A year ago, you wrote about “.Cultural backlash against generative AI” What can AI companies do to rebuild trust with a skeptical public?

This is difficult. This is because I believe that the hype has decided the direction of the backlash. AI companies make outlandish promises because the next quarter’s numbers always need to show something great to keep the wheels turning. People who see that and feel that they are being deceived will naturally feel bad about the whole endeavor. It won’t happen, but it would go a long way if AI companies backed away from unrealistic promises and instead focused intently on finding rational and effective ways to apply their technology to people’s real problems.
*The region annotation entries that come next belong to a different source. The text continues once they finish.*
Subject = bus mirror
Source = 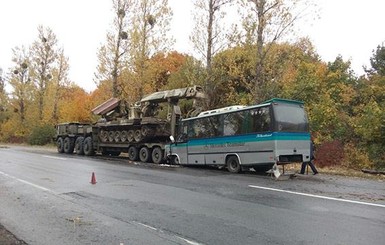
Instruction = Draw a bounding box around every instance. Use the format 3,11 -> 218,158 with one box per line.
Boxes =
170,135 -> 175,143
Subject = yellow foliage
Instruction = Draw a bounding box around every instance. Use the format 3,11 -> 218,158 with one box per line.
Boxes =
342,143 -> 373,170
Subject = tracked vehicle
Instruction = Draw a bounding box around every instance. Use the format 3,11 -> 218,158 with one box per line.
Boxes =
55,86 -> 206,163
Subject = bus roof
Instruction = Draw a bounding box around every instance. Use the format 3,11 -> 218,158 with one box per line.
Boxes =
261,98 -> 304,105
183,98 -> 304,121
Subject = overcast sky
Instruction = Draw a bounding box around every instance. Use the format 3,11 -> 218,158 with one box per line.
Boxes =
0,0 -> 385,91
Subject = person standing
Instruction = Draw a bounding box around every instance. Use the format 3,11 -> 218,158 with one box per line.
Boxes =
300,140 -> 318,175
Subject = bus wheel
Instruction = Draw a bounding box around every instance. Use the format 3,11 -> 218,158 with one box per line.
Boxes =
151,147 -> 163,164
139,146 -> 151,162
64,137 -> 75,154
56,137 -> 64,153
170,156 -> 179,165
83,137 -> 95,156
75,137 -> 84,155
226,156 -> 241,173
128,146 -> 139,161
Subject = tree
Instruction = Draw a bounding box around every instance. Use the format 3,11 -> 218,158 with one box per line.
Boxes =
97,0 -> 133,98
235,0 -> 316,102
368,44 -> 385,76
0,68 -> 8,114
9,47 -> 34,125
51,49 -> 69,124
128,0 -> 174,100
190,0 -> 233,108
30,26 -> 58,121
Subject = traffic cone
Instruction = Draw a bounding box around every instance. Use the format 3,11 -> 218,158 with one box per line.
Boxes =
91,172 -> 96,185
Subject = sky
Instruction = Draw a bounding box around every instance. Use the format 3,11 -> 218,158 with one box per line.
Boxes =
0,0 -> 385,92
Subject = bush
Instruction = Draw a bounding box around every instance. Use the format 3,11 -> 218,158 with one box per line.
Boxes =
315,140 -> 344,167
344,143 -> 373,170
28,125 -> 55,145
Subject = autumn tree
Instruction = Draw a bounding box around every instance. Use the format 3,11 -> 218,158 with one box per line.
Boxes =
30,26 -> 58,121
128,0 -> 174,100
51,49 -> 70,124
368,44 -> 385,76
190,0 -> 234,108
233,0 -> 316,102
96,0 -> 133,98
0,68 -> 8,114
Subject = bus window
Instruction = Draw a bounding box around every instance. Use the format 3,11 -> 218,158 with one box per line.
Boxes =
250,107 -> 271,133
273,104 -> 309,132
223,111 -> 244,136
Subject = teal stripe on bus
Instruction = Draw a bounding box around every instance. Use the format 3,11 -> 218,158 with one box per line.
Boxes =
171,132 -> 310,147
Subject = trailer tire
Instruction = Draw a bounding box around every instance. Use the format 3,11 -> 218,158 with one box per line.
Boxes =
134,129 -> 142,142
226,156 -> 242,173
139,146 -> 151,162
64,136 -> 75,154
128,146 -> 139,161
56,137 -> 64,153
75,137 -> 84,155
83,137 -> 95,156
151,146 -> 163,164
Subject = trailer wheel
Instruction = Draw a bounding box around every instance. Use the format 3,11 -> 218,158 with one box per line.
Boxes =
127,130 -> 134,143
134,129 -> 142,142
151,146 -> 163,164
56,137 -> 64,153
139,146 -> 151,162
128,146 -> 139,161
75,137 -> 84,155
64,136 -> 75,154
83,137 -> 95,156
226,156 -> 242,173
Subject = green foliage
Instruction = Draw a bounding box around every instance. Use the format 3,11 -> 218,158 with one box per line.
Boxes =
370,44 -> 385,76
28,125 -> 55,145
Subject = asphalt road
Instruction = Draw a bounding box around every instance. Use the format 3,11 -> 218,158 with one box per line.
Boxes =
0,147 -> 385,245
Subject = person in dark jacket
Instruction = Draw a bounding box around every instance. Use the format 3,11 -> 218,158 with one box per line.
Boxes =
300,141 -> 318,175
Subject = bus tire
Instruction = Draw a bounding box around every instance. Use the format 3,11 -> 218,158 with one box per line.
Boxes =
75,137 -> 84,155
83,137 -> 95,156
226,156 -> 242,173
64,136 -> 75,154
128,145 -> 139,161
139,146 -> 151,162
151,146 -> 163,164
56,137 -> 64,153
170,156 -> 179,165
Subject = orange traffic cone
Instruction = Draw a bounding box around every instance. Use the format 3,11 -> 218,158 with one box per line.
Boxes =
91,172 -> 96,185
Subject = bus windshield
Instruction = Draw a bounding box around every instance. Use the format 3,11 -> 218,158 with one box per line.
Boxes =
273,103 -> 309,132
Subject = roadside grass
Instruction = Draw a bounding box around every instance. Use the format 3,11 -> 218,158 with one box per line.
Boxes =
285,163 -> 385,181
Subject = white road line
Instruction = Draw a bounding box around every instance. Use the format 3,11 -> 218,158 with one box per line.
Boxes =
0,171 -> 54,193
133,221 -> 203,245
175,236 -> 203,245
133,221 -> 158,231
41,155 -> 68,161
249,185 -> 385,208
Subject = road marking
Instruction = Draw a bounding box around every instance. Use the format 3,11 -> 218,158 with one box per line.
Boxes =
175,236 -> 203,245
41,155 -> 68,161
0,171 -> 54,193
249,185 -> 385,208
133,221 -> 203,245
133,221 -> 158,231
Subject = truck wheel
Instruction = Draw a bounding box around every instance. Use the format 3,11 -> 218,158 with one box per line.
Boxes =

It would also be helpful if we could conduct a broader public education campaign about what LLM and “AI” actually are, demystifying the technology as much as possible. But I predict that the big players in this space won’t try to do something like that either, because the more people learn about the technology, the more realistic they become about what it can and cannot do.

Over the past few years, I’ve covered a variety of topics. How do you decide what to write next?

I often spend the month between articles thinking about how LLM and AI are showing up in my life, the lives of people around me, in the news, and talking about what people are experiencing when they see it. Sometimes you want to use a particular angle from sociology as a framework (power, race, class, gender, institutions, etc.) to look at a space, or sometimes a particular event or phenomenon gives you an idea to work on. Write notes throughout the month. When I come across something that I’m really interested in and want to research and think about, I choose it for the next month and dig deeper into it.

Are there any topics you would like to tackle in 2026 that you haven’t written about yet?

To be honest, I don’t have plans that far in advance! When I started writing a few years ago, I wrote down a huge list of ideas and topics, but I’ve completely exhausted them, so these days they’re only a month or two away at best. We welcome ideas from readers who would like to explore further topics that collide with social issues and AI.